In my December 3rd notes, I wrote:
It's crazy that we have reached December, and that this still has not been resolved. I've never felt nearly this cynical and jaded about the world. I guess there are good news today, though it's honestly difficult for me to get excited. It just feels like they're playing their stupid little games that result in nothing positive or serious at the end of the day and that all in all amounts to glorified cosplay for no good reason other than to feel official and important. The good news is that Katrine [the ambassador] sent me a WhatsApp message in the early afternoon mentioning that the Danish minister of foreign affairs, Lars Løkke, met with the Tunisian minister of foreign affairs and brought up my case.

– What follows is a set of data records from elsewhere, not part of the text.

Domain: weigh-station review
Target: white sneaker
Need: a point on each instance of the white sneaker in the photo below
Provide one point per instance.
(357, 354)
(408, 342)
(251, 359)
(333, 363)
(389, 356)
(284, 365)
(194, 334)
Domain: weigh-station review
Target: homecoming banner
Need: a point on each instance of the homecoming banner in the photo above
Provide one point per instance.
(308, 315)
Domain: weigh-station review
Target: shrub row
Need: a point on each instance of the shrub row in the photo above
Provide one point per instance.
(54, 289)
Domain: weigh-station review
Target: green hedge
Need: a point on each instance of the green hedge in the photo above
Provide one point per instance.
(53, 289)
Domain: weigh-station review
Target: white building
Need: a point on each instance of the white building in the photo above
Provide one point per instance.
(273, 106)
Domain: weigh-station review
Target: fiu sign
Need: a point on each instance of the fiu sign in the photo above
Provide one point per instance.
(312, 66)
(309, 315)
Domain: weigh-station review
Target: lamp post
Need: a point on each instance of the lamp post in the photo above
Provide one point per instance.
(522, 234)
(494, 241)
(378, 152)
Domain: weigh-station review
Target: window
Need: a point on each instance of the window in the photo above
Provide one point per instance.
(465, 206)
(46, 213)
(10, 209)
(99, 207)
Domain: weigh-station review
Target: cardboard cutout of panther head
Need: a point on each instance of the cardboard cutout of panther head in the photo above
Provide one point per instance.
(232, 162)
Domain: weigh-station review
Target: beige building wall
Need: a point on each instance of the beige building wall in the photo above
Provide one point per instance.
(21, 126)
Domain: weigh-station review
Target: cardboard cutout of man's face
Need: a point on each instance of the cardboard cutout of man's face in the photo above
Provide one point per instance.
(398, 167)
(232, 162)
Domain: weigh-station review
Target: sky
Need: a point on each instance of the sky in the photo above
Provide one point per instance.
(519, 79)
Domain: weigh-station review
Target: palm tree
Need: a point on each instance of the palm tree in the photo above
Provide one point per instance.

Apparently the Tunisian MFA didn't promise anything but said he would look into the case. Katrine said, "Så er der lagt maks pres på," meaning this is the maximal amount of pressure. I'm not sure if that's true, or at least it might not be the whole picture, as I'd imagine there are different types of pressure. I mean, heavier pressure could be to threaten to delay the embassy opening, for example. Not that they'd do that. But still.
As you can tell from this mood snapshot, I was not feeling happy. I had gotten my hopes up too many times in vain - the boy, the Danes, the Tunisians, the system, my lawyer had all cried wolf too many times, and I didn’t believe it anymore.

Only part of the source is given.